South Africa’s Supreme Court of Appeal has accepted the State’s appeal and changed the conviction that was handed down to Oscar Pistorius from manslaughter to murder.
Eric Leach spent just under 30 minutes reading the unanimous ruling which was agreed upon by all of the five judges.
Leach said that having armed himself with a high-calibre weapon, Pistorius must have foreseen that whoever was behind the door might die, especially given his firearms training. Of course he should. He killed Reeva because he was angry and because he felt he could.
The Supreme Court ruling comes as a relief to many people who thought Oscar had evaded justice and literally ‘got away with murder’. Pistorius had given unconvincing testimony at his trial with him being referred to as a ‘poor witness’. Many, including me, watched the trial at times with disbelief as Oscar’s defence team trotted out one questionable expert after another – it really was nearly laughable – but it wasn’t, because a young woman was brutally murdered on valentines day by the very person who should of protected her.

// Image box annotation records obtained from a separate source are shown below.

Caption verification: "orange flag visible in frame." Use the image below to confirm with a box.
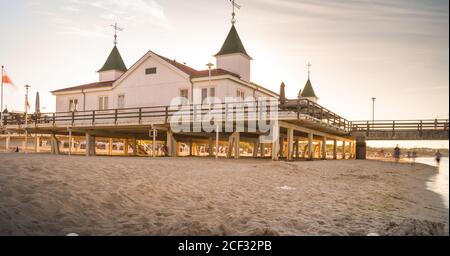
[2,72,12,84]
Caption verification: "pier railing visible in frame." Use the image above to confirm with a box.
[352,119,449,133]
[2,99,353,132]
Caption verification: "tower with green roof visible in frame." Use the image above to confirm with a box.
[97,24,127,82]
[298,63,319,103]
[215,16,252,82]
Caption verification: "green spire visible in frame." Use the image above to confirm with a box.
[216,25,251,58]
[302,78,317,98]
[98,45,127,72]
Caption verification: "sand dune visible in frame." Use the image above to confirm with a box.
[0,154,448,235]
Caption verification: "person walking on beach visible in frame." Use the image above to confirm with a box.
[411,150,417,165]
[394,145,400,163]
[435,150,442,164]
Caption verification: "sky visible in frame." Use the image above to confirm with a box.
[0,0,449,147]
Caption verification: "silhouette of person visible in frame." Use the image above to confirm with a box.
[411,150,417,164]
[394,145,400,163]
[435,150,442,164]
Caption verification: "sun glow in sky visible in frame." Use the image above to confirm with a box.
[0,0,449,146]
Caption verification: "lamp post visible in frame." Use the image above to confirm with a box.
[23,84,31,152]
[372,97,377,128]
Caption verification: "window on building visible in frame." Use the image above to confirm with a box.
[98,96,108,110]
[236,90,245,100]
[145,68,156,75]
[117,94,125,109]
[69,99,78,112]
[202,88,208,103]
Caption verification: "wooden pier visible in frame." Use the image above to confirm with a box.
[1,99,448,160]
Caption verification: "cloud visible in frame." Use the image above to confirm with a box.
[404,85,449,92]
[62,5,80,13]
[69,0,169,27]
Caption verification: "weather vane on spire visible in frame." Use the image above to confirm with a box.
[230,0,241,25]
[306,61,312,80]
[111,22,123,45]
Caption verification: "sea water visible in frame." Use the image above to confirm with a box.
[416,157,449,209]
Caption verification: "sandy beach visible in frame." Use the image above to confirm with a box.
[0,154,449,235]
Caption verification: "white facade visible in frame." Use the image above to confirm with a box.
[53,51,277,112]
[98,70,124,82]
[216,53,251,82]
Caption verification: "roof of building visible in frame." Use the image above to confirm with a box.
[98,45,127,72]
[302,79,317,98]
[155,53,240,78]
[52,80,115,93]
[216,25,251,58]
[52,54,240,93]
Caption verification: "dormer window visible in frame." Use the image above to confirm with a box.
[145,68,156,75]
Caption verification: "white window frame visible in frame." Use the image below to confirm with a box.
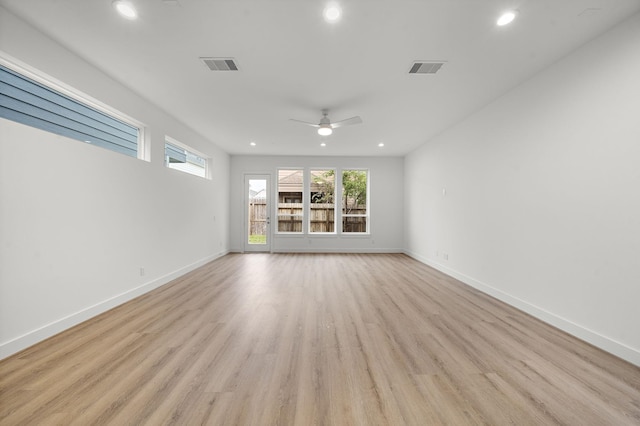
[0,52,150,162]
[163,135,211,180]
[336,167,371,236]
[274,167,309,235]
[305,167,342,236]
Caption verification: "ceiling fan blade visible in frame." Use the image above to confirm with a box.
[289,118,320,127]
[331,116,362,129]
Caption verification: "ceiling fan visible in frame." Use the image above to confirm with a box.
[290,109,362,136]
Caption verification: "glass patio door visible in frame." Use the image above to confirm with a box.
[244,174,271,252]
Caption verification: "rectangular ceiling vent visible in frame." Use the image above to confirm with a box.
[200,58,238,71]
[409,61,444,74]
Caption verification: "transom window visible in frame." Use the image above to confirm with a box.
[0,61,143,158]
[164,136,209,178]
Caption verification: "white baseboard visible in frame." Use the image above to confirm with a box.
[0,251,228,360]
[404,250,640,366]
[271,247,404,254]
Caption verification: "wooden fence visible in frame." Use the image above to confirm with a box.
[249,200,367,235]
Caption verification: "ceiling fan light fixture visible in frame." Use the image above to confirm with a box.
[318,124,333,136]
[112,0,138,19]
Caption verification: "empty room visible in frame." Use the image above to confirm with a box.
[0,0,640,426]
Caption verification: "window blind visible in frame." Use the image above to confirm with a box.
[0,65,139,158]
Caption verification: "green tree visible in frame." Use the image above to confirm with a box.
[342,170,367,213]
[312,170,336,204]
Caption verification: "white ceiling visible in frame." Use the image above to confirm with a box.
[0,0,640,156]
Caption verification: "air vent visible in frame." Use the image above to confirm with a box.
[409,61,444,74]
[200,58,238,71]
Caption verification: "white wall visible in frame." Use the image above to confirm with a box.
[230,156,404,253]
[0,8,229,358]
[405,15,640,365]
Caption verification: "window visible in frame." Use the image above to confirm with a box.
[164,136,209,178]
[0,65,143,158]
[342,170,369,233]
[309,169,336,233]
[278,170,304,233]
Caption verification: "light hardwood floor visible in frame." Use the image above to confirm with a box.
[0,254,640,426]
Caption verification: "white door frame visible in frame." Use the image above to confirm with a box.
[242,173,273,252]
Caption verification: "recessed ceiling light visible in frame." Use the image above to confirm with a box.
[496,10,518,27]
[318,124,333,136]
[112,0,138,19]
[322,3,342,22]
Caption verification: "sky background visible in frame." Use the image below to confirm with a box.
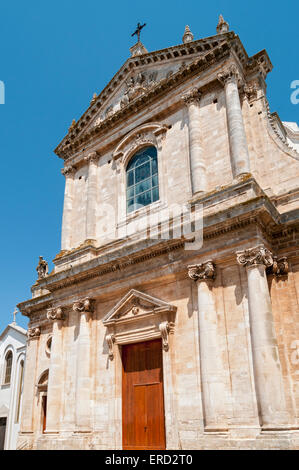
[0,0,299,332]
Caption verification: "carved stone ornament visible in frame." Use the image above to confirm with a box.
[216,15,229,34]
[236,245,273,268]
[182,88,202,106]
[106,334,115,360]
[36,256,48,280]
[84,152,99,163]
[268,256,289,277]
[188,261,216,281]
[217,64,243,86]
[159,321,170,351]
[73,297,94,313]
[61,165,76,176]
[27,326,40,339]
[47,307,65,321]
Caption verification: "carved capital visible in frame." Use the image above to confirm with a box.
[159,321,170,351]
[268,256,289,277]
[27,326,40,339]
[61,165,76,176]
[73,297,94,313]
[236,245,273,268]
[182,88,202,106]
[84,152,99,163]
[106,334,115,360]
[217,64,243,86]
[188,261,216,281]
[47,307,65,321]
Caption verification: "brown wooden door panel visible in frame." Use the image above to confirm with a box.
[122,339,165,450]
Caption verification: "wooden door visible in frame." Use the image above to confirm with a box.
[122,339,165,450]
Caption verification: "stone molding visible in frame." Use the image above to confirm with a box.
[113,122,169,166]
[217,64,244,86]
[103,289,176,360]
[188,260,216,281]
[47,307,65,321]
[182,88,202,106]
[84,152,100,163]
[27,326,41,339]
[236,245,273,268]
[73,297,95,313]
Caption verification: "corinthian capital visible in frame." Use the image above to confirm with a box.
[47,307,64,321]
[61,165,76,176]
[84,152,99,163]
[236,245,273,268]
[27,326,40,339]
[188,261,216,281]
[182,88,202,106]
[217,64,243,86]
[73,297,94,313]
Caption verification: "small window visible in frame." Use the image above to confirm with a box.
[127,147,159,213]
[16,361,24,423]
[4,351,12,385]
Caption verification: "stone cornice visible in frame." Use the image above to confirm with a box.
[55,32,268,159]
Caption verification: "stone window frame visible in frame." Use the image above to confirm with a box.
[2,346,14,387]
[113,122,170,229]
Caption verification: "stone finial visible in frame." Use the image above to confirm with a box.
[183,25,194,44]
[90,93,98,104]
[236,245,273,268]
[130,41,148,57]
[47,307,64,321]
[27,326,40,339]
[61,165,77,176]
[36,256,48,280]
[84,152,99,163]
[188,261,216,281]
[182,88,202,105]
[216,15,229,34]
[73,297,94,313]
[69,119,76,131]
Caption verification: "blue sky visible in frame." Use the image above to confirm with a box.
[0,0,299,332]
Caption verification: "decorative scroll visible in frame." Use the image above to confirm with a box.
[188,261,216,281]
[236,245,273,268]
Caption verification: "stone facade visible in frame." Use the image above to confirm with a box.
[19,18,299,449]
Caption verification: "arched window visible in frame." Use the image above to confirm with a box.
[4,351,12,384]
[127,147,159,212]
[16,360,24,423]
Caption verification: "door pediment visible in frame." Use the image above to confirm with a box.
[103,289,177,359]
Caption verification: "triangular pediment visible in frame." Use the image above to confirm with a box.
[103,289,176,326]
[55,32,248,158]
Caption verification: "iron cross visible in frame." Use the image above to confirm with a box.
[131,23,146,42]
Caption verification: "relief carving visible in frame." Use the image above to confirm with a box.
[236,245,273,268]
[188,261,216,281]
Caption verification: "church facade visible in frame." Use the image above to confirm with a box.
[18,17,299,450]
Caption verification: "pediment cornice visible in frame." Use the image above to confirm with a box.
[55,32,269,160]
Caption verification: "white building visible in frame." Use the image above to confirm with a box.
[0,321,27,450]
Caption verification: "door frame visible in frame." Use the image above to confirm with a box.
[103,289,179,449]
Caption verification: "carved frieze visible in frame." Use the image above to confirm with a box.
[188,260,216,281]
[217,64,243,86]
[182,88,202,106]
[73,297,94,313]
[236,245,273,268]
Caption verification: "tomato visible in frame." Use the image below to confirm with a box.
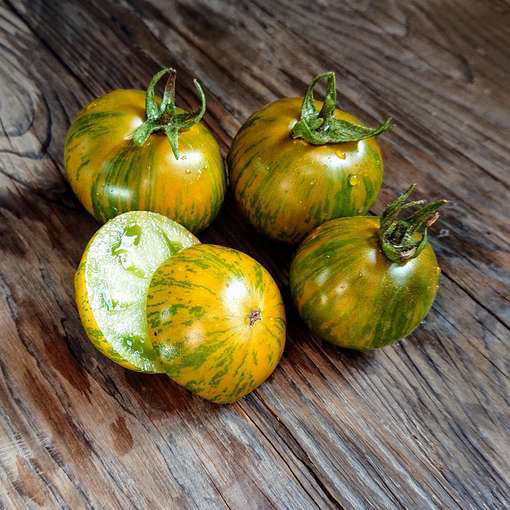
[290,188,444,350]
[147,244,285,403]
[228,73,391,243]
[64,69,226,232]
[75,211,199,372]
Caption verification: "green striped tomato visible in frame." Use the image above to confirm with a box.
[228,75,389,243]
[64,70,226,232]
[74,211,199,372]
[290,188,440,350]
[147,244,285,403]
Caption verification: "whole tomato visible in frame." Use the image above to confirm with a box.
[64,69,226,232]
[290,187,445,350]
[146,244,285,403]
[228,72,391,243]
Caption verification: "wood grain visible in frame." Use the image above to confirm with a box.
[0,0,510,510]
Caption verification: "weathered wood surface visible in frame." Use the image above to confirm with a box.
[0,0,510,510]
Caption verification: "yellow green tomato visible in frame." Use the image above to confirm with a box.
[290,189,444,350]
[74,211,199,372]
[64,69,226,232]
[228,73,391,243]
[147,244,285,403]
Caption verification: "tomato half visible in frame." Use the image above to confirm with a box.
[290,187,444,350]
[228,73,391,243]
[147,244,285,403]
[64,69,226,232]
[74,211,199,372]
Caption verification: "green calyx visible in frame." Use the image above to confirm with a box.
[291,71,393,145]
[379,184,447,263]
[133,68,206,159]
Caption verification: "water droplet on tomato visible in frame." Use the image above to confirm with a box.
[349,175,359,186]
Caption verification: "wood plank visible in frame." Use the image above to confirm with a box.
[0,0,510,509]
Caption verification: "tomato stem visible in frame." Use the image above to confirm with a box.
[133,68,206,159]
[379,184,447,263]
[291,71,393,145]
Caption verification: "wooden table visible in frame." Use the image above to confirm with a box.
[0,0,510,510]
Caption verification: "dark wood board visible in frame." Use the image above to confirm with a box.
[0,0,510,510]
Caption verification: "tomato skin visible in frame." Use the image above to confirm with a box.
[290,216,440,350]
[228,98,384,243]
[64,89,226,232]
[146,244,285,403]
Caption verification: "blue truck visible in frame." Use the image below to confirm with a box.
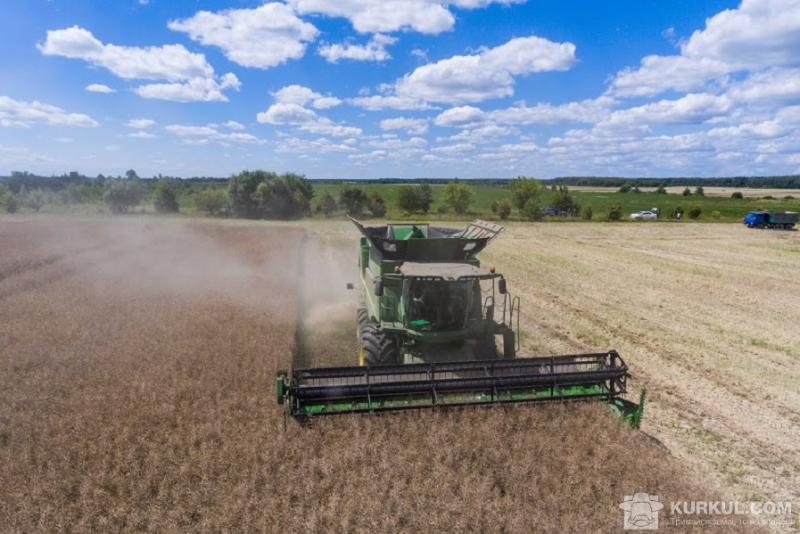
[742,210,797,230]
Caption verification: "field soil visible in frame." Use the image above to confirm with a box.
[0,218,780,532]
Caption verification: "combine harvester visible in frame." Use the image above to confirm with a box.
[277,219,644,428]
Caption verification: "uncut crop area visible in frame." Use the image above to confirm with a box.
[0,218,788,532]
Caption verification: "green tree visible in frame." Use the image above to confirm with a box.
[317,191,336,216]
[339,185,369,215]
[551,185,581,217]
[194,187,228,216]
[153,179,179,213]
[511,176,544,210]
[444,182,472,215]
[606,204,622,221]
[0,186,17,213]
[228,170,314,219]
[417,184,433,213]
[369,192,386,217]
[520,196,544,221]
[253,173,314,219]
[397,185,421,213]
[495,198,511,220]
[103,179,145,213]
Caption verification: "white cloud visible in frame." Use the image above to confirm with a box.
[598,93,732,127]
[168,2,319,69]
[394,36,575,103]
[164,124,266,144]
[288,0,524,33]
[125,119,156,129]
[0,96,98,127]
[37,26,240,102]
[256,102,361,137]
[380,117,428,135]
[272,85,342,109]
[611,0,800,96]
[128,130,158,139]
[319,33,397,63]
[86,83,116,94]
[348,95,431,111]
[136,72,241,102]
[433,106,488,126]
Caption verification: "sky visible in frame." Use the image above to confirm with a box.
[0,0,800,179]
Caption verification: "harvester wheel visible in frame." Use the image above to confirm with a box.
[360,322,397,365]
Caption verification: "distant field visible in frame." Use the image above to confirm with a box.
[314,180,800,222]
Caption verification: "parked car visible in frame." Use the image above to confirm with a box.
[631,211,658,221]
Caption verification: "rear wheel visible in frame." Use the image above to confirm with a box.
[356,308,397,365]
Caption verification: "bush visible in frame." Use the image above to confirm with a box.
[103,178,146,213]
[153,180,179,213]
[511,176,544,210]
[397,185,422,213]
[0,191,18,213]
[522,197,544,221]
[228,170,314,219]
[444,182,472,215]
[417,184,433,213]
[369,193,386,217]
[551,185,581,217]
[194,187,228,215]
[495,198,511,220]
[317,191,336,216]
[606,204,622,221]
[339,185,369,215]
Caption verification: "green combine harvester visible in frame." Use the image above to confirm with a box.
[277,219,644,428]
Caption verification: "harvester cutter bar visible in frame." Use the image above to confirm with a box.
[278,351,628,416]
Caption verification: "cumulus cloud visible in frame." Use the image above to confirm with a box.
[168,2,319,69]
[256,93,361,137]
[272,85,342,109]
[368,36,575,109]
[86,83,116,94]
[319,33,397,63]
[164,124,266,145]
[380,117,428,135]
[0,96,98,127]
[611,0,800,96]
[37,26,239,102]
[125,119,156,129]
[288,0,525,34]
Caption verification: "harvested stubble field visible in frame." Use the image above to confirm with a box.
[0,219,780,532]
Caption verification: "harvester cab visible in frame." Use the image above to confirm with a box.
[276,219,644,427]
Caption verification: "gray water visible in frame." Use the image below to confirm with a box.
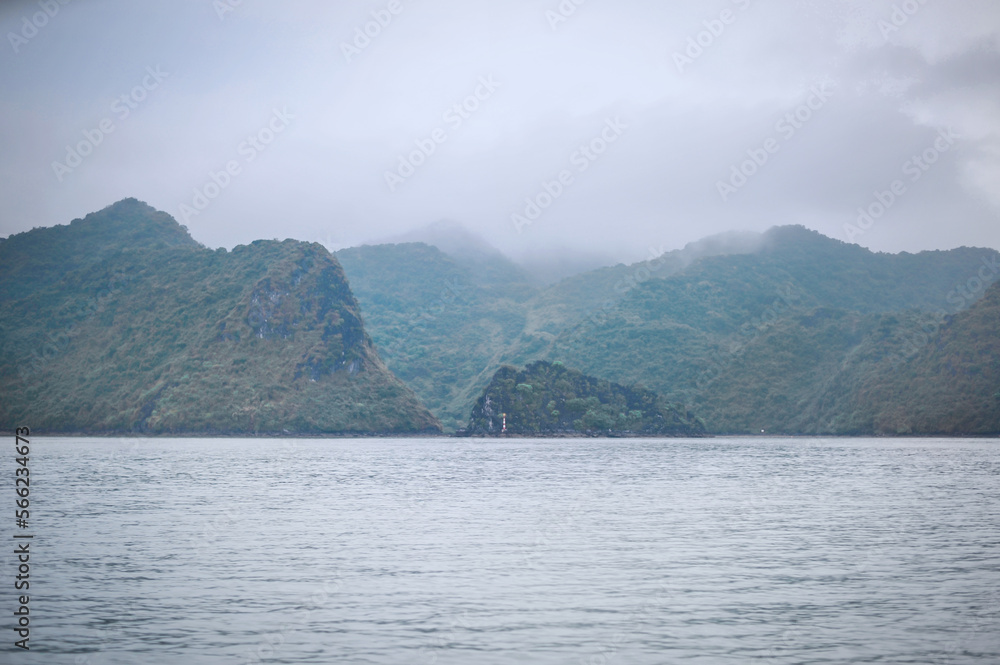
[0,438,1000,665]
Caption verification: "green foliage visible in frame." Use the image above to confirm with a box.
[0,200,439,434]
[464,361,704,436]
[342,226,995,434]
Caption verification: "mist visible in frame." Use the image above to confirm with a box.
[0,0,1000,264]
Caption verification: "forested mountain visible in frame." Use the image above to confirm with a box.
[339,226,998,434]
[462,361,705,436]
[0,199,440,434]
[0,199,1000,434]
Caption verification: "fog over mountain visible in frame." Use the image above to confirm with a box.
[0,0,1000,266]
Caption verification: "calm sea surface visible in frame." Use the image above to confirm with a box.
[0,437,1000,665]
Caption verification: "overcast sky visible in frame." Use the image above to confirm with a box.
[0,0,1000,259]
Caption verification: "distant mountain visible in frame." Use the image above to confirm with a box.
[341,226,996,434]
[337,243,535,430]
[462,361,705,436]
[0,199,440,434]
[0,199,200,301]
[852,283,1000,436]
[379,220,532,286]
[546,227,996,434]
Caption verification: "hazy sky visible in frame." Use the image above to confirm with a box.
[0,0,1000,259]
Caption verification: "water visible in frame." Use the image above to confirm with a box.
[0,438,1000,665]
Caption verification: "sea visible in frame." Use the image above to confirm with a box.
[0,437,1000,665]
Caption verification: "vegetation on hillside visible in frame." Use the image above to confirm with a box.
[0,200,440,434]
[341,227,996,434]
[462,361,705,436]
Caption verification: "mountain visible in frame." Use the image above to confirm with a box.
[853,283,1000,436]
[341,226,997,434]
[377,220,532,285]
[0,199,440,434]
[337,243,535,430]
[462,361,705,436]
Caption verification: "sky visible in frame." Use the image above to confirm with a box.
[0,0,1000,261]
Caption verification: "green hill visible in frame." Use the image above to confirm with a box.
[463,361,705,436]
[0,200,440,434]
[341,226,996,434]
[337,243,534,429]
[852,283,1000,436]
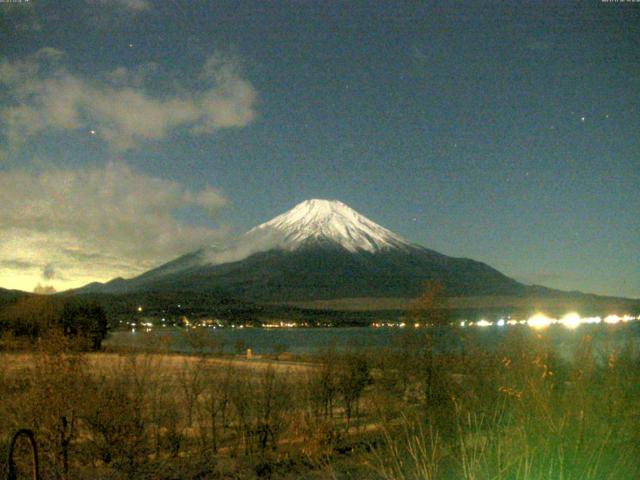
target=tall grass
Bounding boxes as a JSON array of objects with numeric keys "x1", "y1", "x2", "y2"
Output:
[
  {"x1": 0, "y1": 329, "x2": 640, "y2": 480},
  {"x1": 374, "y1": 331, "x2": 640, "y2": 480}
]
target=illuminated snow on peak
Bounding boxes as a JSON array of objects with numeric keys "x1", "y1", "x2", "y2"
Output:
[{"x1": 246, "y1": 199, "x2": 411, "y2": 252}]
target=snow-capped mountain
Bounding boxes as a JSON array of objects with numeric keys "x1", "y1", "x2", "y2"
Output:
[
  {"x1": 80, "y1": 199, "x2": 525, "y2": 302},
  {"x1": 245, "y1": 199, "x2": 411, "y2": 252}
]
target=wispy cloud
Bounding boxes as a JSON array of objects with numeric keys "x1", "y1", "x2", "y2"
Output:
[
  {"x1": 0, "y1": 163, "x2": 227, "y2": 288},
  {"x1": 0, "y1": 48, "x2": 257, "y2": 151},
  {"x1": 93, "y1": 0, "x2": 151, "y2": 12}
]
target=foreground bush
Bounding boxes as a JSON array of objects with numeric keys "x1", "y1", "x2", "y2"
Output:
[{"x1": 0, "y1": 329, "x2": 640, "y2": 480}]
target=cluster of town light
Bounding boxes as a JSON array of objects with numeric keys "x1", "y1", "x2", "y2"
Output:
[
  {"x1": 460, "y1": 312, "x2": 640, "y2": 330},
  {"x1": 371, "y1": 312, "x2": 640, "y2": 330}
]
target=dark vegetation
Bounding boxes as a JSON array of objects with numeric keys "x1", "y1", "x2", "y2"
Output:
[
  {"x1": 0, "y1": 295, "x2": 108, "y2": 350},
  {"x1": 0, "y1": 327, "x2": 640, "y2": 480},
  {"x1": 0, "y1": 284, "x2": 640, "y2": 480}
]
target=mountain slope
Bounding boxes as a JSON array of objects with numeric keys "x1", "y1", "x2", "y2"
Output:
[{"x1": 74, "y1": 200, "x2": 526, "y2": 301}]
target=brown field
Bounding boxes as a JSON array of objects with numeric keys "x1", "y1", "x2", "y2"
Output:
[{"x1": 0, "y1": 329, "x2": 640, "y2": 480}]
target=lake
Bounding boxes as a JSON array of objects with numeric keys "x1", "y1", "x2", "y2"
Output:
[{"x1": 105, "y1": 321, "x2": 640, "y2": 357}]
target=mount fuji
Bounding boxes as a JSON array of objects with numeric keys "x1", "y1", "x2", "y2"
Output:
[{"x1": 77, "y1": 199, "x2": 528, "y2": 302}]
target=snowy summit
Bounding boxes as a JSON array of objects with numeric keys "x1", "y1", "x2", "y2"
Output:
[{"x1": 246, "y1": 199, "x2": 411, "y2": 253}]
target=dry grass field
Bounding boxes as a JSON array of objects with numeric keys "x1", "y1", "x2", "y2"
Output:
[{"x1": 0, "y1": 328, "x2": 640, "y2": 480}]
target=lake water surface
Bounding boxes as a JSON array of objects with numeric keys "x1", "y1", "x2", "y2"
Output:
[{"x1": 105, "y1": 321, "x2": 640, "y2": 357}]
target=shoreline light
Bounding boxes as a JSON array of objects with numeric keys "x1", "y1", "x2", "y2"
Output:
[
  {"x1": 527, "y1": 313, "x2": 553, "y2": 329},
  {"x1": 560, "y1": 312, "x2": 582, "y2": 330}
]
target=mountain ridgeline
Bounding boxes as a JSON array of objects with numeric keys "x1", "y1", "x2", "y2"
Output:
[{"x1": 77, "y1": 200, "x2": 527, "y2": 302}]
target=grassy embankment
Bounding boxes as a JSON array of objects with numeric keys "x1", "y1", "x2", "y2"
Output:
[{"x1": 0, "y1": 326, "x2": 640, "y2": 480}]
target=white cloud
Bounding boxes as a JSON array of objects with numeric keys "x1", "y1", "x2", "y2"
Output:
[
  {"x1": 99, "y1": 0, "x2": 151, "y2": 12},
  {"x1": 0, "y1": 163, "x2": 227, "y2": 290},
  {"x1": 0, "y1": 48, "x2": 257, "y2": 151}
]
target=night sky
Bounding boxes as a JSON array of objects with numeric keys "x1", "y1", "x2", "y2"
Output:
[{"x1": 0, "y1": 0, "x2": 640, "y2": 297}]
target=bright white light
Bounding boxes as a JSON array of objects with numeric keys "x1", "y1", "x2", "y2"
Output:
[
  {"x1": 604, "y1": 315, "x2": 621, "y2": 324},
  {"x1": 527, "y1": 313, "x2": 552, "y2": 328},
  {"x1": 560, "y1": 313, "x2": 582, "y2": 330}
]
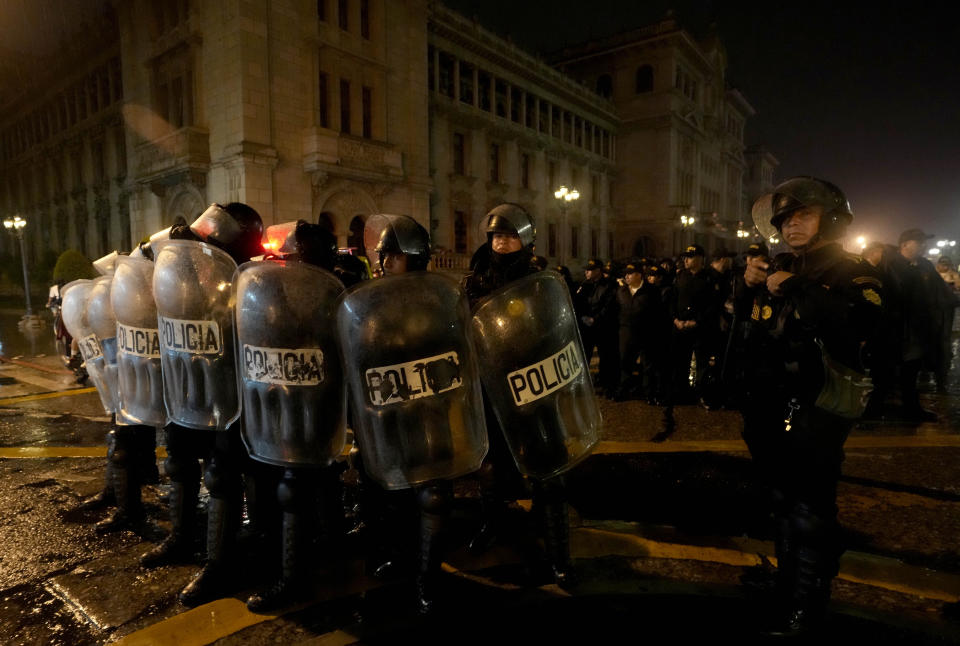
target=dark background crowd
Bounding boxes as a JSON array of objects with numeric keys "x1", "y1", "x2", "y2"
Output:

Anyone, and there were thousands, who sat through the court case was left in no doubt that Oscar was an angry young man who always got what he wanted and was prone to violent outbursts – usually, but not always vocally. It seems he was a ticking time-bomb waiting to go off. Unfortunately, Reeva Steenkamp took the full impact of his explosion.
So, how did he manage to get off with it first time around? Well, like most, if not all justice systems around the world – money and the ability to afford the best lawyers seem to have played its part. Had Oscar been a black poor kid and Reeva been the same – this wouldn’t of even been a footnote in history and Oscar would be serving a life sentence in some unforsaken prison – where he would be unknown and forgotten about by all but a few close relatives.
The UK court has a system of juries which has its positives when faced with straight forward cases – however, can fall down when things are complicated and be swayed by good witnesses or defendants. No system is, or can be, the perfect system.
I hope that the Steenkamps can now feel some sense that justice, from their home country, has finally came down on their side.